M. Sarmış: Buradan Nur cemaatiyle de diyaloğunuz olduğu anlaşılıyor. Onların sohbetlerine de gittiniz mi hiç?
F. Gayberi: Vahdi Amcamın Risale-i Nur talebesi olduğunu anlatmıştım. Çocukken Rızvaniye Medresesinde Üstad'ın talebesi Abdullah Yeğin ve Ceylan hocadan kısa bir süre ders aldığımı da söylemiştim. Ama daha sonra ben gitmedim. Vahdi Amcam, oğlu Haşim, Akif ve Adnan Gayberi gittiler. Benim oğullarımdan da Fahri ve Zeki, Mustafa Hocanın talebesi oldular.
M. Sarmış: Yıllar sonra Abdullah Yeğin Urfa'ya yeniden gelmiş, buluşmuşsunuz.

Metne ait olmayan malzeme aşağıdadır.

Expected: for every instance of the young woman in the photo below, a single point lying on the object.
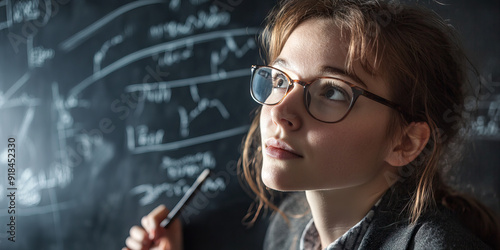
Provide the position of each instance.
(362, 105)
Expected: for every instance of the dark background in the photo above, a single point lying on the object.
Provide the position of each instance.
(117, 106)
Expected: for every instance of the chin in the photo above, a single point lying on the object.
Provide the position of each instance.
(275, 180)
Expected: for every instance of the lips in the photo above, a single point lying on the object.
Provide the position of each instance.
(279, 149)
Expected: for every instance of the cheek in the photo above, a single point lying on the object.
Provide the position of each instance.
(265, 120)
(349, 154)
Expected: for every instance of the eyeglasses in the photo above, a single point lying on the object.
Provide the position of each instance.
(327, 99)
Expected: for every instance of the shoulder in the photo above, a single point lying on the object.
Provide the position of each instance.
(441, 230)
(438, 228)
(285, 233)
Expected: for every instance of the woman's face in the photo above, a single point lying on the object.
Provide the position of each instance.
(301, 153)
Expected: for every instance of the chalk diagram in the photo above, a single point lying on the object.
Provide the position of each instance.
(59, 169)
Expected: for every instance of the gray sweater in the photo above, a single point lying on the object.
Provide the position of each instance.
(389, 229)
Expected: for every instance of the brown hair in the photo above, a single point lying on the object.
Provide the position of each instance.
(419, 55)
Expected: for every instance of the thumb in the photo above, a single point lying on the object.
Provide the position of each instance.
(151, 222)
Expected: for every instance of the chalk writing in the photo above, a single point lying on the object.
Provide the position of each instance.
(38, 55)
(151, 193)
(188, 166)
(203, 20)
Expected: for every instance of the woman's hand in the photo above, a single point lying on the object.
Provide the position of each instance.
(152, 236)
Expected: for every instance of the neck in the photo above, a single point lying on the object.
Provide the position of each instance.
(335, 211)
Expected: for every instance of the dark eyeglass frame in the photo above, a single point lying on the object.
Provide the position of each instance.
(357, 91)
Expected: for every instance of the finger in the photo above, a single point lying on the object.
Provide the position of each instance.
(158, 214)
(140, 235)
(153, 220)
(132, 244)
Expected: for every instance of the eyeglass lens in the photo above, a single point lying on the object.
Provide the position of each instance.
(326, 99)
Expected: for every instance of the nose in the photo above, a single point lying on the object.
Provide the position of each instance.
(289, 113)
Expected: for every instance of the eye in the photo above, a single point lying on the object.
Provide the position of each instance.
(334, 92)
(279, 81)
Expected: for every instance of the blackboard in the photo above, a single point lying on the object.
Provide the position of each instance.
(114, 107)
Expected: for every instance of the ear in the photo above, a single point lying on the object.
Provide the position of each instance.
(409, 145)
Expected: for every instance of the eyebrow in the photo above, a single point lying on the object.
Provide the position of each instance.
(326, 70)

F. Gayberi: Bak onu hatırlattığın iyi oldu. Evet, Üstad'ın talebelerinden Abdülkadir Badıllı vefat ettiği zaman gelmişti. 2014'ün sonlarıydı. İmam Bakır Mahallesindeki Abdullah Yeğin Taziye Evinde buluştuk. Eski günleri yad ettik. Çok duygulandı.